Saturday, January 27, 2007
Beauty Shop Quartet
We saw the coolest show Saturday night. Two members of our church along with two other women who come together to form Four Friends Singing, a barbershop harmony quartet, presented their annual fundraiser concert. This year Four Friends invited Barber-Y Coast, a male barbershop quartet.
The church had been transformed into a cabaret like atmosphere with candle lit tables, complete with the serving of baked treats, wine and cheese. UC members Diane and Sarah and their two friends started singing years ago when they all attended the University of Chicago. The ladies began the show in classy black then changed into white shirts with colorful sparkly vests and matching armbands. Very sequinny, smart and dapper.
The guys, who sported no mustaches, bow ties or straw hats, were dapper also in vests and arm bands and joked that when they aren't singing in a house of worship they are called the Vestosterones.

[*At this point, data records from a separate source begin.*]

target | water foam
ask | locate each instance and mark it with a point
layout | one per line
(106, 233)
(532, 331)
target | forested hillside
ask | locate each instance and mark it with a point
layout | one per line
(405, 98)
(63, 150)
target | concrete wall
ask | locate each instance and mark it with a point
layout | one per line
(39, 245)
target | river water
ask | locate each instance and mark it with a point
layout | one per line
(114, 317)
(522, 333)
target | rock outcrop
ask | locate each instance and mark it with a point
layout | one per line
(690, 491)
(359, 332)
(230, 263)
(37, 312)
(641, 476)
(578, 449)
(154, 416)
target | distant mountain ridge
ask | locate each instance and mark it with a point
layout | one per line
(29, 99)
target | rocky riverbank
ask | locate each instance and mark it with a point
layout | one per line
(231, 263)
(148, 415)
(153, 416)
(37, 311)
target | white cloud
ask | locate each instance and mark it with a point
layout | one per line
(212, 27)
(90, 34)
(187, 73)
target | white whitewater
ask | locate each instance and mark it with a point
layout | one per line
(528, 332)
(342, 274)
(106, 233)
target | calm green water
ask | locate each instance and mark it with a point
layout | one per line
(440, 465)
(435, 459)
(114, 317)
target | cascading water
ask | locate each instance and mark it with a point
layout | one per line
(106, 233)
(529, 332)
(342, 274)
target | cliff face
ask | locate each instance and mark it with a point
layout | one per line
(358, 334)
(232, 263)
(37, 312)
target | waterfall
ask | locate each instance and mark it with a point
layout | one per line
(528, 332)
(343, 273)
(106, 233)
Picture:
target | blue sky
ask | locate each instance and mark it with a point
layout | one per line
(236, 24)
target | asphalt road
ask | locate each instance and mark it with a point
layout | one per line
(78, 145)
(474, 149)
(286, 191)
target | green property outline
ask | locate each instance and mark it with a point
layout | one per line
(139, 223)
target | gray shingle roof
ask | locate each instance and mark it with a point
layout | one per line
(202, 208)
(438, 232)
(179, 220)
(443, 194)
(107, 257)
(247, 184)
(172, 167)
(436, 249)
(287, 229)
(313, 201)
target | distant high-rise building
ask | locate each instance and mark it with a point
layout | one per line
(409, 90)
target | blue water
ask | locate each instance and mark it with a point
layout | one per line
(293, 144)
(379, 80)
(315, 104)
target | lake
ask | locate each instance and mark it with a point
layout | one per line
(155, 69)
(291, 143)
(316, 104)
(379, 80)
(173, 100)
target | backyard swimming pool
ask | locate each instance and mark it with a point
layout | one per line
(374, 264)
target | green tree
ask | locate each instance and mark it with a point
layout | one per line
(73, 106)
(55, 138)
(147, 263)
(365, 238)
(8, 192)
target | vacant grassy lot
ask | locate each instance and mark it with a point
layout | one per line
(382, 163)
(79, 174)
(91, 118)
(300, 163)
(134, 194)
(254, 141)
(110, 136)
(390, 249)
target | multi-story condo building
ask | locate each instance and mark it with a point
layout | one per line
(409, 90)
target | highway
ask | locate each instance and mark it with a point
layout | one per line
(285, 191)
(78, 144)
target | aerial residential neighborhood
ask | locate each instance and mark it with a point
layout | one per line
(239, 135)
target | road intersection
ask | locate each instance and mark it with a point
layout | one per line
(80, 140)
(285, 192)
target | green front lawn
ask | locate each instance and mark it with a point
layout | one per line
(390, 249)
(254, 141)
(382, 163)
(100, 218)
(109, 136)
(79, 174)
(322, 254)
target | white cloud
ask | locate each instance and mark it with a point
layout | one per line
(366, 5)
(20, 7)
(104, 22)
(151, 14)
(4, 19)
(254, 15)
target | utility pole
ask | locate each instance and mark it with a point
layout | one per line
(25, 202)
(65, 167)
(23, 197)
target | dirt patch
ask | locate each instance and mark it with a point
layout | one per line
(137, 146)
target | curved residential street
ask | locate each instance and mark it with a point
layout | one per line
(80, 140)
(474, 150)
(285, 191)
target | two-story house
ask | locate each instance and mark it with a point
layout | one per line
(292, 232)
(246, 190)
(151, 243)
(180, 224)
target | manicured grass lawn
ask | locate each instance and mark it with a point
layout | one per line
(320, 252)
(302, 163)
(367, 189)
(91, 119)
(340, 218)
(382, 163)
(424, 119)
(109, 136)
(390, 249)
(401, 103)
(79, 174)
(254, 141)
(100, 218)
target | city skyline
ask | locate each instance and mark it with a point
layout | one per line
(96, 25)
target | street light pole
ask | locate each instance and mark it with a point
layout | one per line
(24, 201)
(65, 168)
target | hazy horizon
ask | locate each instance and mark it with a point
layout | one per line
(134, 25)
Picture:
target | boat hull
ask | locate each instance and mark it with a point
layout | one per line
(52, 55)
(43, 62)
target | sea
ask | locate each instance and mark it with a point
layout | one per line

The harmony of both groups singing a cappella was astounding. I love that full, ringing chord, distictive barbershop harmony sound. Also, it was nice to remember that songs used to have actual melodies and creative lyrics without backin' that ass up or any such thing. Not that there's any thing wrong with that, I mean I like some of that too. But the songs the Friends and the Coast sang were mostly from the Tin Pan Alley era when songs were crafted for singing. When even after the phonograph, sheet music sales were as important as record sales. The groups also shared song trivia about the songs and the movie or play it came from. Back then, Broadway musicals provided most of the songs on the pop charts. Today of course it's rare to have that crossover. Movie musical songs joined Broadway tunes on the pop charts, but it wasn't as calculated as today where they somehow squeeze in a rap song no matter what the movie is about.
The Four Friends sang the Judy Garland to Mickey Rooney song, My Funny Valentine from Babes in Arms, What'll I Do and Don't Sit Under the Apple Tree and the 1930 song Georgia on My Mind. Trivia surprise, composer Hoagy Carmichael wrote Georgia about his sister not the state.
The ladies finished with a George Gershwin medly. The last song of the medly Strike up the Band ends with the lyrics "when the flag unfurled for a brave new world" they reached down and unfurled the GLBT Rainbow Flag, and the crowd goes wild. Nice surprise! Wonderful evening.